In all of this one thing does not seem quite right, however. If the enemy are so cunning and ruthless, trained by the finest Western instructors and free of any problems concerning finance, why are there so few of them and why are they so pathetic? If in spite of their small numbers they are able to cause serious damage and constitute a threat to the whole of Russia, why is the head of the Chechen Republic so sure that he only needs a month in order to liquidate the entire armed underground?
In his handling of the logic of events Kadyrov is no less free and easy. It turns out that what the murder of Dagestan’s interior minister and the attempted assassination of the Ingush president show is not that the insurgents are growing stronger, but that they are suffering their death agonies. Realizing that their last hour has come, they are beginning to move about the mountain slopes in a manner that is reckless and erratic. Incidents like the attempted assassination bear witness to this panic. As Kadyrov put it: "The bandits sense that they have nowhere to hide and realize that their hours are numbered. We have stepped up our work against them, and they are running in the mountains and forests to save their skins."

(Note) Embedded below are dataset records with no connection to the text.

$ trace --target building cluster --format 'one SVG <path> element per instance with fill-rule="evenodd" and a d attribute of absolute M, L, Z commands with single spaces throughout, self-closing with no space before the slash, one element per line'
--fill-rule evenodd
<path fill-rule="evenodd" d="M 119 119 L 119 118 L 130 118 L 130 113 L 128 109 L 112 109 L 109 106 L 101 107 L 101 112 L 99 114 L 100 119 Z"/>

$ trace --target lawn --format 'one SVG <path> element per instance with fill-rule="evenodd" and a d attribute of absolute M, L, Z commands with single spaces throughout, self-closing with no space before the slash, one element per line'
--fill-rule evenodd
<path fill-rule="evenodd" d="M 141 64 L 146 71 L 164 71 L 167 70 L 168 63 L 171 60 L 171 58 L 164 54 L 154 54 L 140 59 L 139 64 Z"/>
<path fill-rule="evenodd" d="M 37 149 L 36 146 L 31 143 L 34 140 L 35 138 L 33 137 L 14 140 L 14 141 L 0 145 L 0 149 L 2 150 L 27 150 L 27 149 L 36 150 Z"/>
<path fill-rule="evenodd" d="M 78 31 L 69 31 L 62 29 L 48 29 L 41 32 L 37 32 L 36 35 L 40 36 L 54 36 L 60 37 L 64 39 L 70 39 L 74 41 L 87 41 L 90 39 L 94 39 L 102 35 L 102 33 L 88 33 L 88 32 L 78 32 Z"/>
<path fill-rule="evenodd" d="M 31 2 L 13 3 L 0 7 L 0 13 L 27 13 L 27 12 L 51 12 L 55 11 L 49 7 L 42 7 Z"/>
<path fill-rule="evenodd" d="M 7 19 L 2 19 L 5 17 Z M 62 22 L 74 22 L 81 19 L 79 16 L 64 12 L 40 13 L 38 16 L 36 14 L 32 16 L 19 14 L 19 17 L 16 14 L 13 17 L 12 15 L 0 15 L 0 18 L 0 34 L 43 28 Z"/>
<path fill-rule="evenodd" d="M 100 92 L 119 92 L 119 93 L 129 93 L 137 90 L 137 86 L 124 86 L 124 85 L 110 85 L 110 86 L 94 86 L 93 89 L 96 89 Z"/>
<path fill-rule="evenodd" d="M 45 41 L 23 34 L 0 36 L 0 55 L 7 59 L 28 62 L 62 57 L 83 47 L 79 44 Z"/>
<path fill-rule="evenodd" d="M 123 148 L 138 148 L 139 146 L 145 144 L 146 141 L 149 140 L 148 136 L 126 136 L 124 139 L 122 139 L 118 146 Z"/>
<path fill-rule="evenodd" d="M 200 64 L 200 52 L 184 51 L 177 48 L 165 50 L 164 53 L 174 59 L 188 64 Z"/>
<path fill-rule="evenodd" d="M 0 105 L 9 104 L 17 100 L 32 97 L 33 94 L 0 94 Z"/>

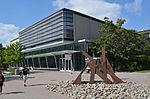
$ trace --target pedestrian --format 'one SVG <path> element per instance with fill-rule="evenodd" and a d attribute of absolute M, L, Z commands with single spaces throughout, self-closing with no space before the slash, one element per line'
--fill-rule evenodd
<path fill-rule="evenodd" d="M 23 83 L 24 83 L 24 87 L 26 87 L 26 82 L 27 82 L 27 74 L 28 74 L 29 69 L 26 67 L 26 65 L 24 66 L 24 68 L 22 69 L 22 74 L 23 74 Z"/>
<path fill-rule="evenodd" d="M 5 77 L 2 74 L 2 71 L 0 70 L 0 95 L 2 94 L 2 88 L 3 88 L 4 81 L 5 81 Z"/>

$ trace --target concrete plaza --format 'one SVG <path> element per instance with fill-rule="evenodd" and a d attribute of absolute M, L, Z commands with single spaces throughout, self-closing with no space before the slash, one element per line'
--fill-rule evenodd
<path fill-rule="evenodd" d="M 79 73 L 34 70 L 28 75 L 27 87 L 23 86 L 23 80 L 19 75 L 5 76 L 6 81 L 0 99 L 71 99 L 66 95 L 48 91 L 46 85 L 50 82 L 74 80 Z M 150 73 L 125 72 L 116 73 L 116 75 L 124 81 L 150 85 Z M 82 75 L 85 80 L 88 80 L 89 77 L 87 73 Z M 97 76 L 95 78 L 100 80 Z"/>

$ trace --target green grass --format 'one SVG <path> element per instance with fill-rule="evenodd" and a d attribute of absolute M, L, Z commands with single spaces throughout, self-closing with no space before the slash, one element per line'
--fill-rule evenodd
<path fill-rule="evenodd" d="M 139 73 L 150 73 L 150 70 L 142 70 L 142 71 L 137 71 Z"/>

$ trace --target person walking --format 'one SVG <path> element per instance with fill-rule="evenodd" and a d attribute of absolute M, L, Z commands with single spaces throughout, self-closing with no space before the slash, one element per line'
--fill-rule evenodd
<path fill-rule="evenodd" d="M 2 94 L 2 89 L 3 89 L 4 81 L 5 81 L 5 77 L 2 74 L 2 71 L 0 70 L 0 95 Z"/>
<path fill-rule="evenodd" d="M 26 82 L 27 82 L 28 71 L 29 71 L 28 68 L 26 66 L 24 66 L 24 68 L 22 69 L 24 87 L 27 86 Z"/>

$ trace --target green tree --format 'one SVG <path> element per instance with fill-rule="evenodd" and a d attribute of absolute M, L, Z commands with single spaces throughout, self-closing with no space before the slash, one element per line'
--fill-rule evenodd
<path fill-rule="evenodd" d="M 145 36 L 137 34 L 135 30 L 122 28 L 125 20 L 118 19 L 116 24 L 109 18 L 104 20 L 100 32 L 105 35 L 93 44 L 92 50 L 100 54 L 101 48 L 105 47 L 109 61 L 118 71 L 143 69 L 139 56 L 145 55 Z"/>
<path fill-rule="evenodd" d="M 7 48 L 2 51 L 3 64 L 5 66 L 8 66 L 14 63 L 21 62 L 21 60 L 24 58 L 21 50 L 22 46 L 19 42 L 7 46 Z"/>

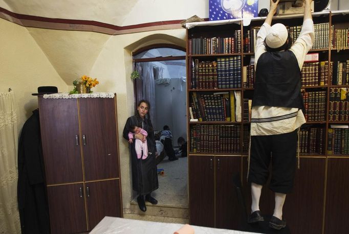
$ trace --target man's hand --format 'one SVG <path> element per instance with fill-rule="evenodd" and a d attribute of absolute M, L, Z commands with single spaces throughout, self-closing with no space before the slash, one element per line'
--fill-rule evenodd
<path fill-rule="evenodd" d="M 270 0 L 270 9 L 269 10 L 269 12 L 272 13 L 273 15 L 274 15 L 277 10 L 277 4 L 279 3 L 280 0 L 276 0 L 275 3 L 274 2 L 274 0 Z"/>
<path fill-rule="evenodd" d="M 271 26 L 271 20 L 274 15 L 277 11 L 277 4 L 279 3 L 280 0 L 276 0 L 274 3 L 273 0 L 270 0 L 270 9 L 269 9 L 269 13 L 268 13 L 267 18 L 265 21 L 266 23 Z"/>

Yet in Kadyrov’s description the enemy are not so simple and straightforward. Despite their neurotic tendencies and their small numbers, they still know how to fight and they have powerful support from abroad. This means that no matter how many of them are killed, as long as the will of the evil alien forces does not dry up, the trickle of agents of a hostile power will not dry up either. While it may not be hard to eliminate twenty men, where is the guarantee that the hostile special services will not train another twenty men and send them into the Chechen mountains to blow up more officials or assassinate them? And so it will go on, and on. It is obvious that serious thought now needs to be given to the elimination not of the rank and file insurgents but of the foreign centre itself, which dreams of the death of Russia.